Sight Word Efficiency (SWE) Test: In addition, from TOWRE-2, this test involved reading a list of high-frequency words within 45 seconds. The participants' scores were based on the number of correctly read words, indicating their sight word vocabulary size and ability to recognize words quickly. Two forms (A and D) were used, and the test was reliable, with Cronbach’s alpha values of 0.925 for nonword reading and 0.938 for word reading. The students were categorized into three groups on the basis of the Z scores derived from the tests. Table 2 provides details on the classification of reading ability groups by standard scores.
Table 2
Classification of Reading Ability Groups by Standard Scores
Group Classification | General Reading (GR) | Reading Difficulty (RD) | Severe Reading Difficulty (SRD) |
Z score range | Z score > -1.0 | -1.0 ≥ Z score ≥ -1.5 | Z score <-1.5 |
Analysis methods
The analysis was conducted in two main stages to address the research questions. First, profile analysis techniques, ANOVA, and chi-square tests were used to examine the common characteristics of the learners' educational backgrounds. This initial step involved developing several latent profile models. To ensure accurate results, skewed variables were normalized via transformation methods in SPSS (version 24.0), and all continuous variables were standardized. The students were then grouped into different latent profiles on the basis of their reading learning backgrounds. These classifications were saved and analyzed concerning various covariates. Multinomial logistic regression analysis was employed for the second research question, which explored the relationship between the identified profiles and English reading proficiency. This analysis assessed how the different profiles related to students' English reading ability.
Latent profile analysis (LPA) was used to classify students into latent subgroups on the basis of their learning backgrounds. This technique, which is suitable for heterogeneous populations, estimates the probability of individuals belonging to latent subgroups and provides precise classification indices. Model fit was evaluated via several criteria:
The information criteria used were the Akaike information criterion (AIC), Bayesian information criterion (BIC), and sample size-adjusted BIC (aBIC), with lower values indicating a better fit.

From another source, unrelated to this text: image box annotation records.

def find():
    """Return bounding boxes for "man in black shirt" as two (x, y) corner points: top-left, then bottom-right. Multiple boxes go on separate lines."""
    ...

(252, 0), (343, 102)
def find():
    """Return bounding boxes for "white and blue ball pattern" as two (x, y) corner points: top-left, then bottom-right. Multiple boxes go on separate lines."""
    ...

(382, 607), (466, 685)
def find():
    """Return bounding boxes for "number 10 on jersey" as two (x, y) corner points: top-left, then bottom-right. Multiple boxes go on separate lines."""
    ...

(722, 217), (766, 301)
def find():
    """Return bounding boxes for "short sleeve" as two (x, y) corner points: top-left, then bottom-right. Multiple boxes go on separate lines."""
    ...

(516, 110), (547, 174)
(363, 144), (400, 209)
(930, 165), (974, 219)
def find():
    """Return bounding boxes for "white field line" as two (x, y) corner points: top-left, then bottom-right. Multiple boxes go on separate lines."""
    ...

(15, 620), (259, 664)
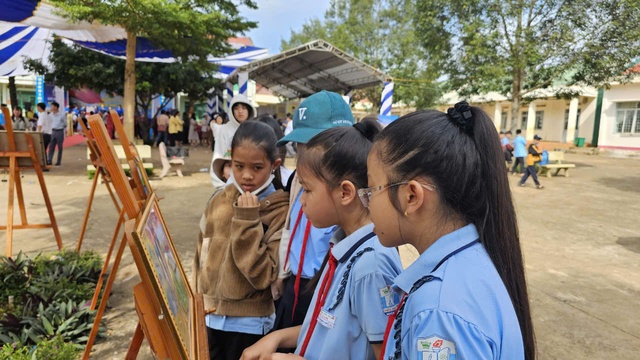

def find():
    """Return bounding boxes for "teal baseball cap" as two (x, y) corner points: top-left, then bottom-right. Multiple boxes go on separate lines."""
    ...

(277, 90), (353, 146)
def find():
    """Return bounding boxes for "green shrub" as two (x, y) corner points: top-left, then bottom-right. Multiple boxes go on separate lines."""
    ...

(0, 250), (104, 348)
(0, 336), (80, 360)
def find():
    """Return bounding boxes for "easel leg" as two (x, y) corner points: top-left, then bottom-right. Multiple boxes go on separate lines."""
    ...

(31, 154), (62, 250)
(76, 171), (100, 252)
(102, 175), (120, 211)
(91, 210), (124, 310)
(5, 157), (17, 257)
(125, 323), (144, 360)
(82, 235), (127, 360)
(13, 166), (28, 225)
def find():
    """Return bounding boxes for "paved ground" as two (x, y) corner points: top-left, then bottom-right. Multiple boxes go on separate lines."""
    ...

(0, 141), (640, 359)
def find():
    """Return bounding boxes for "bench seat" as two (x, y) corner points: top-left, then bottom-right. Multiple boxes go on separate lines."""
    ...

(538, 151), (576, 177)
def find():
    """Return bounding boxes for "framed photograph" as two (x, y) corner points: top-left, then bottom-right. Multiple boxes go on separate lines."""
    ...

(131, 194), (191, 358)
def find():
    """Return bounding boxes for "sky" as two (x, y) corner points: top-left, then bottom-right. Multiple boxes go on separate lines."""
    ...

(241, 0), (330, 55)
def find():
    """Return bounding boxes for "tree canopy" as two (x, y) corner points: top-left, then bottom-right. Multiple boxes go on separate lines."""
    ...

(25, 39), (220, 119)
(45, 0), (256, 137)
(50, 0), (257, 67)
(281, 0), (440, 111)
(413, 0), (640, 117)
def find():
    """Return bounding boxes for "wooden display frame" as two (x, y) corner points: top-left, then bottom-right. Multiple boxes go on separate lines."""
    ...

(125, 195), (209, 359)
(0, 106), (62, 257)
(76, 114), (122, 252)
(82, 115), (142, 360)
(109, 110), (153, 201)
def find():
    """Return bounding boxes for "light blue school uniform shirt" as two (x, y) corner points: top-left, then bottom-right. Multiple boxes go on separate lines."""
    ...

(296, 224), (402, 360)
(289, 191), (336, 279)
(513, 135), (527, 157)
(384, 224), (524, 360)
(205, 184), (276, 335)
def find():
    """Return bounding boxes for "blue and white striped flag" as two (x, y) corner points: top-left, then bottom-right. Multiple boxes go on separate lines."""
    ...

(380, 81), (393, 115)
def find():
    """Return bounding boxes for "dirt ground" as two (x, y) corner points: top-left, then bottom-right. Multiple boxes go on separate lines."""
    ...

(0, 144), (640, 359)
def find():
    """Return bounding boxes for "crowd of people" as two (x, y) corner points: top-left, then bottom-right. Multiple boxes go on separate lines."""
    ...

(500, 129), (544, 189)
(192, 91), (539, 360)
(2, 91), (542, 360)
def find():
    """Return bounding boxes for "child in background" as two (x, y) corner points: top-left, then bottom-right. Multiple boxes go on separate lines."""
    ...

(518, 135), (544, 189)
(365, 102), (535, 360)
(242, 121), (402, 360)
(209, 94), (256, 190)
(272, 91), (353, 329)
(193, 121), (289, 360)
(511, 129), (527, 175)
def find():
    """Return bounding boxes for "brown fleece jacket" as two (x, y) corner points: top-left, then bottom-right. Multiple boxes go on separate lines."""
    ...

(193, 185), (289, 316)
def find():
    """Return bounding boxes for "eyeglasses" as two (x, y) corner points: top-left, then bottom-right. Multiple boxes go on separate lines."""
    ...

(358, 181), (436, 208)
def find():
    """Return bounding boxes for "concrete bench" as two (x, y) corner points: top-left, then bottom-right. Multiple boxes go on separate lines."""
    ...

(538, 151), (576, 177)
(87, 145), (153, 179)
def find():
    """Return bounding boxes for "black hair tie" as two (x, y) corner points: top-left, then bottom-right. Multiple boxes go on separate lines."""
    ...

(447, 101), (473, 135)
(353, 122), (371, 141)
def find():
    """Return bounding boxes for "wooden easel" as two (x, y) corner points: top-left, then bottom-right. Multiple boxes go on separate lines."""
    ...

(125, 195), (209, 360)
(82, 115), (146, 359)
(0, 106), (62, 257)
(76, 119), (122, 252)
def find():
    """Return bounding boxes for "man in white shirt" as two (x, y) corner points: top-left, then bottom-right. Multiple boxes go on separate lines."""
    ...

(37, 103), (51, 149)
(47, 101), (67, 166)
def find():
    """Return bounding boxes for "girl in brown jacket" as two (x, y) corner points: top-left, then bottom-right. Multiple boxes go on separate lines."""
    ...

(193, 121), (289, 360)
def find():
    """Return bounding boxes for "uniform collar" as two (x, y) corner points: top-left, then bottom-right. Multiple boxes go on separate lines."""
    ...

(394, 224), (479, 293)
(331, 223), (373, 262)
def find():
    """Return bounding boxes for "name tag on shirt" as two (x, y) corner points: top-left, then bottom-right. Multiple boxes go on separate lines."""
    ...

(318, 309), (336, 329)
(380, 285), (400, 315)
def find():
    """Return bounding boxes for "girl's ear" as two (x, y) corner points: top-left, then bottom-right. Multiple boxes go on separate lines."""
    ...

(271, 158), (282, 172)
(402, 180), (427, 216)
(338, 180), (359, 206)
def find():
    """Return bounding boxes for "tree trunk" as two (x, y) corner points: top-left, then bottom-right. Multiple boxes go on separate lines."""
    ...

(506, 69), (524, 130)
(123, 31), (136, 141)
(9, 76), (19, 109)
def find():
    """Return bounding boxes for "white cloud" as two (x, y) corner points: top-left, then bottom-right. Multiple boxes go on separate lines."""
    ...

(241, 0), (330, 55)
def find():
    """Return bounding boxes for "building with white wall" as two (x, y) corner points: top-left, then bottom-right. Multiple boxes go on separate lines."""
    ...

(438, 77), (640, 151)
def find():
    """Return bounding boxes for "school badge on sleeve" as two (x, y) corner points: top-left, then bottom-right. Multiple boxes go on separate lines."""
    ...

(380, 285), (400, 315)
(418, 335), (457, 360)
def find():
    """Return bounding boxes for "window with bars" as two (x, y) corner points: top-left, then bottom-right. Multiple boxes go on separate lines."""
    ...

(564, 109), (580, 130)
(536, 111), (544, 130)
(613, 102), (640, 134)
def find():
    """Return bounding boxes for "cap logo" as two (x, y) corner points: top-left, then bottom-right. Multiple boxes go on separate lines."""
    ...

(298, 108), (307, 120)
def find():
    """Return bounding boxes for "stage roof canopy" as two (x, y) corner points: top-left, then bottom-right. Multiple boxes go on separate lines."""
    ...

(227, 40), (392, 99)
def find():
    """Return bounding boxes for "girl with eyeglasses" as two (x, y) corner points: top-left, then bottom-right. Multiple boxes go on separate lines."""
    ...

(242, 121), (402, 360)
(364, 102), (535, 360)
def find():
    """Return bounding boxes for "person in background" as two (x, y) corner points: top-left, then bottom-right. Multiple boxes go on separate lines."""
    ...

(153, 110), (169, 147)
(36, 103), (51, 149)
(209, 94), (257, 190)
(518, 134), (544, 189)
(200, 114), (213, 146)
(11, 106), (29, 131)
(283, 113), (297, 157)
(500, 131), (513, 164)
(169, 110), (184, 146)
(47, 101), (67, 166)
(511, 129), (527, 175)
(189, 113), (200, 146)
(0, 104), (7, 130)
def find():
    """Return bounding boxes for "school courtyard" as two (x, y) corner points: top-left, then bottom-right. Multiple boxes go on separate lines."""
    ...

(0, 144), (640, 359)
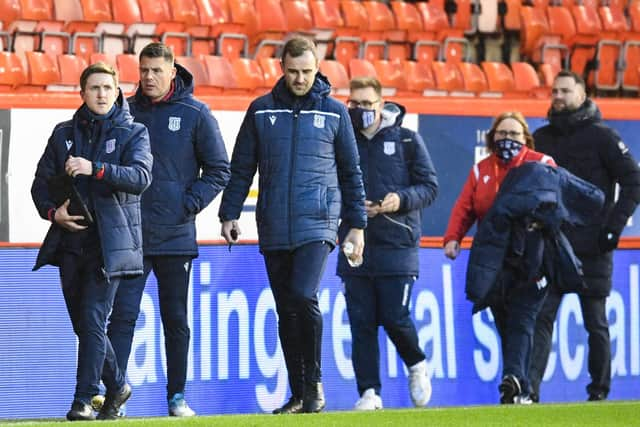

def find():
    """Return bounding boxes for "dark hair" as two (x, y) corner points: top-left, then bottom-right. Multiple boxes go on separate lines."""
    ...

(139, 42), (174, 65)
(80, 61), (118, 91)
(553, 70), (587, 90)
(280, 36), (318, 62)
(485, 111), (535, 153)
(349, 77), (382, 96)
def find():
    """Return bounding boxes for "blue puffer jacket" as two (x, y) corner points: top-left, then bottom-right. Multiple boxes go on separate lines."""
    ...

(465, 162), (604, 312)
(219, 73), (367, 250)
(31, 94), (153, 278)
(338, 102), (438, 276)
(129, 64), (229, 256)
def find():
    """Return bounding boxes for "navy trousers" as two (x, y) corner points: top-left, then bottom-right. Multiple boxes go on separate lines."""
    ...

(107, 256), (193, 399)
(263, 242), (332, 398)
(529, 288), (611, 397)
(342, 276), (425, 395)
(60, 248), (125, 403)
(490, 283), (547, 394)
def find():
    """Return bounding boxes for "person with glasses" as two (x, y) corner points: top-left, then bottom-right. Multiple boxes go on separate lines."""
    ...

(444, 112), (555, 404)
(337, 77), (438, 411)
(529, 71), (640, 401)
(218, 36), (367, 414)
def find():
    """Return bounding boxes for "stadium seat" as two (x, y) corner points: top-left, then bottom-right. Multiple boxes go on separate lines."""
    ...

(320, 59), (349, 95)
(258, 58), (282, 88)
(373, 59), (411, 96)
(0, 0), (22, 24)
(431, 61), (464, 96)
(475, 0), (498, 34)
(26, 52), (60, 90)
(169, 0), (200, 25)
(0, 52), (27, 92)
(80, 0), (113, 22)
(402, 61), (436, 95)
(231, 58), (267, 93)
(116, 53), (140, 93)
(20, 0), (53, 21)
(457, 62), (489, 96)
(202, 55), (237, 93)
(511, 62), (550, 98)
(349, 58), (378, 79)
(47, 54), (88, 91)
(481, 61), (516, 95)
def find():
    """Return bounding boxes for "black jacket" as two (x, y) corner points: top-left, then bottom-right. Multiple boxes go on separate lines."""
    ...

(533, 99), (640, 296)
(466, 162), (604, 311)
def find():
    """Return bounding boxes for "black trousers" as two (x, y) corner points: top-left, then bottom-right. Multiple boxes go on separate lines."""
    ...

(529, 287), (611, 397)
(263, 242), (331, 398)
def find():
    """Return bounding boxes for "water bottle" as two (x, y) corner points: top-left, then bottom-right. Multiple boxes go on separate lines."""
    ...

(342, 242), (363, 267)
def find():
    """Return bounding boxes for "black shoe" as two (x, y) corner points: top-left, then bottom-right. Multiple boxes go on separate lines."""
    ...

(498, 375), (522, 404)
(96, 384), (131, 420)
(302, 383), (327, 413)
(587, 393), (607, 402)
(67, 400), (96, 421)
(272, 396), (302, 414)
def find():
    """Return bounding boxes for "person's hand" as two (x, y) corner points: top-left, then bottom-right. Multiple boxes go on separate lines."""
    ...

(64, 156), (93, 178)
(220, 219), (242, 245)
(342, 228), (364, 264)
(444, 240), (460, 259)
(598, 227), (620, 252)
(53, 199), (87, 232)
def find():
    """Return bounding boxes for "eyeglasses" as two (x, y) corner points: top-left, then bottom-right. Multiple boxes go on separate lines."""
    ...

(496, 130), (522, 138)
(347, 99), (380, 110)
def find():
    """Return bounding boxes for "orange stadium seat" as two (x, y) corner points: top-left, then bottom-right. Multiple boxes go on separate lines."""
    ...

(52, 54), (88, 90)
(169, 0), (200, 25)
(0, 52), (27, 92)
(116, 53), (140, 93)
(431, 61), (468, 96)
(26, 52), (60, 90)
(81, 0), (113, 22)
(202, 55), (238, 93)
(481, 61), (516, 94)
(458, 62), (489, 94)
(231, 58), (267, 92)
(373, 59), (410, 96)
(258, 57), (282, 87)
(402, 61), (436, 95)
(511, 62), (549, 98)
(320, 59), (349, 95)
(20, 0), (53, 21)
(0, 0), (22, 24)
(349, 58), (378, 79)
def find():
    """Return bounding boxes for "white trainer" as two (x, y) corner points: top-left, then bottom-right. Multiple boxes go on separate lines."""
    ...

(409, 360), (431, 407)
(169, 393), (196, 417)
(353, 388), (382, 411)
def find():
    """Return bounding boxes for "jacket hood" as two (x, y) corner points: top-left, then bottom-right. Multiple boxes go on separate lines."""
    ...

(135, 62), (194, 105)
(73, 88), (133, 129)
(271, 71), (331, 105)
(547, 98), (602, 132)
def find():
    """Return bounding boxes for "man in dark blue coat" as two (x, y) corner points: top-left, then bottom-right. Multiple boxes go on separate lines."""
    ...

(338, 77), (438, 410)
(31, 62), (152, 421)
(529, 71), (640, 401)
(108, 43), (229, 416)
(219, 37), (367, 413)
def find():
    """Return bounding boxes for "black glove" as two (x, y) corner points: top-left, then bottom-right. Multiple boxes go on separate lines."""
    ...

(598, 227), (620, 252)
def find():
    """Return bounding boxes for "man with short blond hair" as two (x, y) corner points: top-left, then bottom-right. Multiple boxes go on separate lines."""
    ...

(31, 63), (152, 421)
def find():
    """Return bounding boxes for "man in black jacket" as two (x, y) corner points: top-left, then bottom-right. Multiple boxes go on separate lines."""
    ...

(529, 71), (640, 401)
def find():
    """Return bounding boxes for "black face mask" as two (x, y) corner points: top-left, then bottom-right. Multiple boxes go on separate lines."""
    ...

(496, 138), (522, 163)
(349, 107), (376, 132)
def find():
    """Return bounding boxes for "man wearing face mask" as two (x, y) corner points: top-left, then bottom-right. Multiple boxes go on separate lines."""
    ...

(337, 77), (438, 410)
(529, 71), (640, 401)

Entropy: Values close to one indicate good classification accuracy.
Statistical Testing: Parametric bootstrap likelihood ratio difference (BLR) and Lo‒Mendell‒Rubin adjusted (LMR) tests, with significance (p < .05) favoring models with more profiles.
LPA was conducted via Mplus 8.7, which handles missing data with full information maximum likelihood (FIML). Models with different numbers of profiles were compared on the basis of their absolute and relative fits. Chi-square tests and ANOVA were used to examine differences in individual, home, regional, and school characteristics among the derived profiles.
To address the second research question, multinomial logistic regression was used to analyze the impact of six independent variables on students' reading profiles:
Home English environment: Measured through items on English and Korean books owned or borrowed.
Parental Support: Evaluated on the basis of parental involvement in English education.
Preschool English Experience: Assessed through items about English learning in kindergarten.
Postschool English Experience**: Includes items on English learning outside of school.
Interest in English: Rated through one item on interest in English.
Necessity of English: Rated through one item on the perceived necessity of English.
All the variables were rated on a 4-point Likert scale, where higher scores indicated better conditions or higher levels. The regression model aimed to predict students' reading profiles on the basis of these learning background factors.